Mom confession: Although I try so hard to keep Charlie safe, there are times that I am just not there. I turn my back for a quick second or maybe I am watching, and something happens and he gets hurt. And then I see his face and he has that open mouth of silence that means that there is a cry coming and the longer he stays with his open mouth with no sound coming out the louder the cry will be. He probably doesn’t know much except that he is hurt. He quickly runs to me for comfort until he feels better because he knows my arms are safe.

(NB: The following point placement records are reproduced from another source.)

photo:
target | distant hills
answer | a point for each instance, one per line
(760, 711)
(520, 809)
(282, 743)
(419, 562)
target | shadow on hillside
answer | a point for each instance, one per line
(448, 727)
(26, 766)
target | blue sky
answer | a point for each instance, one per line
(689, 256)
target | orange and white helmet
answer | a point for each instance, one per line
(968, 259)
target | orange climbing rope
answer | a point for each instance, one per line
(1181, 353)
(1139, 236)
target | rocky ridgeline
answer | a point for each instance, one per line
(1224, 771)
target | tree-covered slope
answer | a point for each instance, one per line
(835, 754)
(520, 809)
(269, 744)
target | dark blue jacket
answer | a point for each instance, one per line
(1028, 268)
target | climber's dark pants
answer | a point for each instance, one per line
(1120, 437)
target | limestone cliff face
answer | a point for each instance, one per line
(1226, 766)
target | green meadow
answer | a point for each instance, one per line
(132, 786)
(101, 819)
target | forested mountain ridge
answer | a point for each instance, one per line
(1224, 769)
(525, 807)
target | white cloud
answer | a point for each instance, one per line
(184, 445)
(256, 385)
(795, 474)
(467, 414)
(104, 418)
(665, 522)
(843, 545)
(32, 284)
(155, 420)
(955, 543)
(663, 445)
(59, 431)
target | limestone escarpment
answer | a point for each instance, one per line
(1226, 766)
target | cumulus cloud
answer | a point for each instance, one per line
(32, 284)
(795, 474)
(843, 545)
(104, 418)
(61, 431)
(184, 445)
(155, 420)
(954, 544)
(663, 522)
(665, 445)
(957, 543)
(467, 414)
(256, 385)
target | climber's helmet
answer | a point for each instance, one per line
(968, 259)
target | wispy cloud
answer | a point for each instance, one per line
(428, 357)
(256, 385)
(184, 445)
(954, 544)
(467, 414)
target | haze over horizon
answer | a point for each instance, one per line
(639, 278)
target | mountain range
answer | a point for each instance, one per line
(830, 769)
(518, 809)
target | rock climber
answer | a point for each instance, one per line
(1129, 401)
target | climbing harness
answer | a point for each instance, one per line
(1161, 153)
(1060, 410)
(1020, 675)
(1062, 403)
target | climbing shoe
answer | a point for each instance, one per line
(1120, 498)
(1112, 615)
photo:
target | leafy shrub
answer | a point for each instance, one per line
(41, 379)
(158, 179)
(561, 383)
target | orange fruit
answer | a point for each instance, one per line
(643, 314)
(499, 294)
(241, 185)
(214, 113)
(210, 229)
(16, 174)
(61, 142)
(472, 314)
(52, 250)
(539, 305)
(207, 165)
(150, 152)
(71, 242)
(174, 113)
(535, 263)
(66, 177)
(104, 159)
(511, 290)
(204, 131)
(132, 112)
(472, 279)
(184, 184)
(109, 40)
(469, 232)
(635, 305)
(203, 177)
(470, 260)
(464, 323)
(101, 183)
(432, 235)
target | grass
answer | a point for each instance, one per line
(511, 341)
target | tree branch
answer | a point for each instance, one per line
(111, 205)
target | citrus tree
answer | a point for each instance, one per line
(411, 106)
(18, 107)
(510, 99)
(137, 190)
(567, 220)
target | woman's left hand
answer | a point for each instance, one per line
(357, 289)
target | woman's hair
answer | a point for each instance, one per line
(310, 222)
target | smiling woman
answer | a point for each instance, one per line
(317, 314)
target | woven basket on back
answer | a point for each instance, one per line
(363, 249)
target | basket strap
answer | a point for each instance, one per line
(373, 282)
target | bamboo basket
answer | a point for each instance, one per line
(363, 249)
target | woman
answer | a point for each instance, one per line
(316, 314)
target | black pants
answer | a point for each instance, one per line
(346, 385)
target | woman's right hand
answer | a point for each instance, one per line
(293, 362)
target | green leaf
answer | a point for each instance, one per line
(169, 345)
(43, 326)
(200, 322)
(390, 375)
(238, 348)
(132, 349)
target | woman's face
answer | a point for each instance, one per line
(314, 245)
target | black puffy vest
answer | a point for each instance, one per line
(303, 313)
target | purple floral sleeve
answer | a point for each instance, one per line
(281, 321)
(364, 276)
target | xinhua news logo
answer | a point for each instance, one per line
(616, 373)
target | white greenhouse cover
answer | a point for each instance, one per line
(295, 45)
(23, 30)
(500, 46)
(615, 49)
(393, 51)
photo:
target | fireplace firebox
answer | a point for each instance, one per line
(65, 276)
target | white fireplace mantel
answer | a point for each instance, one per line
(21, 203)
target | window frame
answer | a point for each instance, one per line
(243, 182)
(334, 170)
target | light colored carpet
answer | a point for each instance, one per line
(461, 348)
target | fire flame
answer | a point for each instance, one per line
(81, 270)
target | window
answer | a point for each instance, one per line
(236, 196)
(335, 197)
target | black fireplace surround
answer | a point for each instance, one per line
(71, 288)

I can’t count the number of times where I feel lost and so hurt emotionally. I don’t know which way is up or which way is down I just know that I am hurt. Feeling alone… scared of what the next day will bring… unsure of the future… confused… the times when you are so immovable that you feel like you can’t get out of bed to face the day… the list of emotions can go on and I’m sure that you can add a few emotions to my list. It’s these times where I hear God’s gentle whisper saying “come to me and I will give you comfort.” Comfort and rest…that sounds good. Isaiah 66:13 says “As a mother comforts her child, so I will comfort you”. As a mom, I know the deep love that I have for Charlie, and when he is hurt, I want to snuggle and comfort him until his pain goes away. Isaiah compares our love for our children to God’s love for us. Wow. It is almost unreal to fathom that that is how God feels about us and that we don’t have to be alone in our hurt and pain. He wants to comfort us, He wants to hold us until the pain goes away. Each time I run to the arms of my loving heavenly Father I always feel a peace that passes all understanding and an unearthly comfort. I feel safe and that I can get up and face the day (even as scary as it may be).
I need to learn more from Charlie….like he knows where to run where he is hurt… I never want to forget where I can run to when I need comfort and rest. Remember that we have a loving Father who is waiting with very large open arms for us to run to when we are hurting… His love is unfailing and perfect.